Friday, October 30, 2009

Defamation

If it weren’t so sad, and if it didn’t have the potential to really negatively impact my life, the action of Butler’s public relations department would be incredibly funny. Apparently, when people write to the president or to a member of the Board of Trustees at Butler questioning their actions in The True BU fiasco, a form letter is immediately dispatched. That form letter, according to my attorney, is a textbook case of defamation.


Marcia Dowell, executive director of university relations, is comfortable making the following statement: “Please know that in the fall of 2008, an internet web blog – True BU - published communications that included defamation, threats, harassment, and intimidation, directly harming the honesty, integrity, and professional reputation of Butler University and several of its administrators.”


I challenge anyone to find anything I wrote in The True BU that could even be remotely construed as a threat. Indeed, when raising the specter of a threat, the only words the president keeps citing come from a fragment of a sentence which he acknowledges he has no evidence I wrote. And I keep assuring everyone that I didn’t write it.


But Butler University is apparently comfortable telling everyone that my blog made threats. And they’re comfortable saying that my words harmed the reputation of Butler University and several of its administrators. As Barry Lynn, executive director of Americans United for Separation of Church and State, noted on his radio show on Wednesday, there’s certainly no evidence that anyone was harmed by what I had to say in The True BU. Did I make them uncomfortable by bringing their actions to the public? Did it annoy them that I demonstrated the repeated inconsistencies with what the administration said and what they did? Absolutely – but all of that falls well within the bounds of acceptable speech. My blog was not defamatory: They couldn’t prove it in court, and now they’re trying to tell anyone who asks about it that it was. As I said, every lawyer I have asked has been certain that the only defamation in this entire ordeal is what Butler is saying about me.

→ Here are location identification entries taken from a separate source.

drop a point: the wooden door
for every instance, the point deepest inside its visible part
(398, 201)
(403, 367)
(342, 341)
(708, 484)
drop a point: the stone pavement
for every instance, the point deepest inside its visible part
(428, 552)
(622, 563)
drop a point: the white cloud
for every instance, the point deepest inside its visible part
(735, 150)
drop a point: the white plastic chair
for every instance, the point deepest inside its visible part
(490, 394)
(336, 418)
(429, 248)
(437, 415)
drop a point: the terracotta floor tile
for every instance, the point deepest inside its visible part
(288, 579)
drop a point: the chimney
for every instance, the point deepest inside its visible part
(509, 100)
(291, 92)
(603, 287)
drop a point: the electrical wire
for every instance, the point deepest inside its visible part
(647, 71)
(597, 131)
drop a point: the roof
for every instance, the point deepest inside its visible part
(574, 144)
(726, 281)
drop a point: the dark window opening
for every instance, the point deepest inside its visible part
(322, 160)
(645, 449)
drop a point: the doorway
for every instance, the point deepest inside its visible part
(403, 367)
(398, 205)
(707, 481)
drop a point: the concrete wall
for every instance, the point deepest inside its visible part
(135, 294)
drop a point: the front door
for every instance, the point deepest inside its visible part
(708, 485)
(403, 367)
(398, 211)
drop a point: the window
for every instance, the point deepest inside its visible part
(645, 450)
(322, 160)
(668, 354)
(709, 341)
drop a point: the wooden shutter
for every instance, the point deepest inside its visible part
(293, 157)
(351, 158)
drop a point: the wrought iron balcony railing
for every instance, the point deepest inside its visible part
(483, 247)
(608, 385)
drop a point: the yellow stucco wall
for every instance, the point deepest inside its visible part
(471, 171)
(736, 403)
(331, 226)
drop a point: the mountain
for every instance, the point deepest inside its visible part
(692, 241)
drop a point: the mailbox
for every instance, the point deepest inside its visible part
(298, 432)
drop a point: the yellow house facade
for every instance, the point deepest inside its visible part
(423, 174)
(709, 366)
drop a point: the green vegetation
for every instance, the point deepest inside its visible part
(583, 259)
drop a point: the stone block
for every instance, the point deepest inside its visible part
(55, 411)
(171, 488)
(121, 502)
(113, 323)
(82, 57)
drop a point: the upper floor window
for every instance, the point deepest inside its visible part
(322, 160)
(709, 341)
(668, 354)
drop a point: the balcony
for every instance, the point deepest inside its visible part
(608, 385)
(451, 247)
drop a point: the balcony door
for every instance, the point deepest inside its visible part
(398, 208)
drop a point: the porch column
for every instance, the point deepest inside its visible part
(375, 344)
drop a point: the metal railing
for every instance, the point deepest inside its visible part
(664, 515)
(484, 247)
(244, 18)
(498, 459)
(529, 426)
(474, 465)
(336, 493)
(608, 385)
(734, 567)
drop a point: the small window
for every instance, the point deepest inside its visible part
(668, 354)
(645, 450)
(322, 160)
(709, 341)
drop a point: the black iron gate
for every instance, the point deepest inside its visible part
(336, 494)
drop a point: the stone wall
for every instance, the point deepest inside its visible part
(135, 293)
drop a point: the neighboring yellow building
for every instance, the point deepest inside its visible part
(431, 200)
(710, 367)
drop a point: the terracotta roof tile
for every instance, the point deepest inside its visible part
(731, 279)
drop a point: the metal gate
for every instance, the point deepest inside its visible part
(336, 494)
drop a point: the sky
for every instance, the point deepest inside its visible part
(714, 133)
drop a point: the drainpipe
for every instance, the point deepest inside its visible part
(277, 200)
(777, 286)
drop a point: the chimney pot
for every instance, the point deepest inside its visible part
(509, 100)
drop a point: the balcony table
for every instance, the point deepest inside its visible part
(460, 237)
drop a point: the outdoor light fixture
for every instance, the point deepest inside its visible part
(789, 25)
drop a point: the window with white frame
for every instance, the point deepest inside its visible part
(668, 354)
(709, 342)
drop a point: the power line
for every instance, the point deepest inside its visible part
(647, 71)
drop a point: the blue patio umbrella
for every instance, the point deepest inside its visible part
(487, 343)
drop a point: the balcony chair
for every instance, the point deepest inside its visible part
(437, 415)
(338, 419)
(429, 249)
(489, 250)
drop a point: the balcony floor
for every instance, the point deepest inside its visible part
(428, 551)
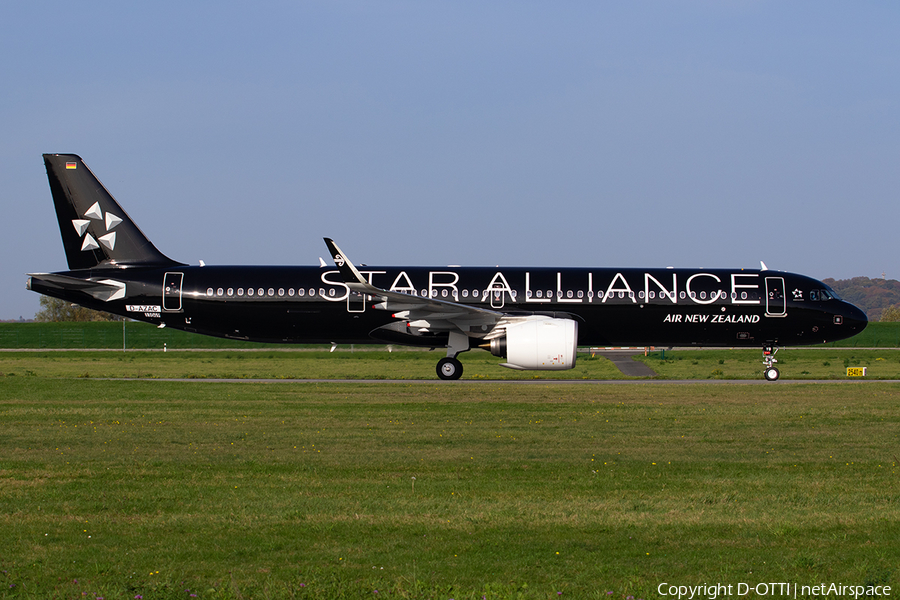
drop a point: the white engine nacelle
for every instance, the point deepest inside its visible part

Even this afternoon, the chair of the board of trustees issued a statement about the case in which he said that "The Trustees also reaffirm Butler’s pledge to provide for the safety and welfare of its students, administration, faculty and staff." What do my concerns about administrative abuses of power have to do with the safety and welfare of anyone on campus? Why does everyone associated with the Butler administration want to turn every criticism into a physical threat? Could it be that they have no credible response to the criticism itself?